Create and restart corda nodes

corda_cordapp

Manage CordApps

corda_node_read

Read node info, access monitoring

corda_client

Use corda node client and call flows

6.4 Create Groups

(Optional) In the Keycloak server, a group represents a collection of roles (permissions or rights). A group can be assigned any number of roles. In the assignment of roles, groups are used for collecting and structuring authorizations.

6.5 Create Users

All users belong to a specific realm. Before creating a user, make sure you first select the correct realm. Create a user to be able to connect to the Corda Console UI application. For example, cat-bp-corda-console-ui-client-user.

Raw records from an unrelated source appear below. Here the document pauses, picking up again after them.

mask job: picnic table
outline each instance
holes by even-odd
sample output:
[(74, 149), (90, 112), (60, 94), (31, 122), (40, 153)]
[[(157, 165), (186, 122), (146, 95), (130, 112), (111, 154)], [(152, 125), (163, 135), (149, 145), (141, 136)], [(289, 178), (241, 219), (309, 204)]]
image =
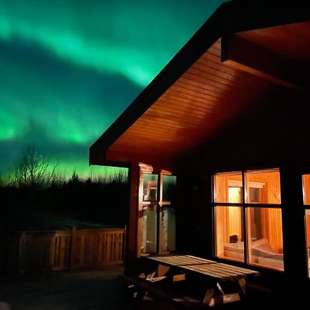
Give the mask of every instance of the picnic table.
[[(144, 259), (152, 262), (150, 265), (153, 266), (144, 274), (144, 279), (151, 282), (167, 277), (170, 277), (172, 280), (185, 280), (188, 275), (203, 277), (207, 284), (203, 303), (208, 307), (240, 300), (245, 296), (247, 278), (260, 275), (260, 272), (255, 270), (191, 255), (155, 255), (145, 256)], [(157, 270), (160, 265), (168, 267), (169, 276), (158, 276)], [(236, 283), (236, 291), (225, 293), (222, 287), (227, 281)], [(220, 293), (215, 296), (216, 291)]]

  1. In the top left corner, select the realm to hold the users. For example, CAT-BP-Corda-Realm

  2. In the left panel, under Manage, click Users

  3. Click Add user in the top right corner, and enter the desired user settings. Important: The user name can contain dashes (-) and underscore ( _ ) but must not contain any other special characters.

  4. Click Save.

  5. Go to the Credentials tab to set the user’s password:

    • Enter new password

    • Enter confirmed password

    • Set Temporary to "OFF"

    • Click Reset Password

  6. Go to the Role Mappings tab.

  7. Under Client Roles, select the client. For example, cat-bp-corda-console-ui-client.

  8. Select one or more roles from the Available Roles column. Click Add selected to move your selection to the Assigned Roles column.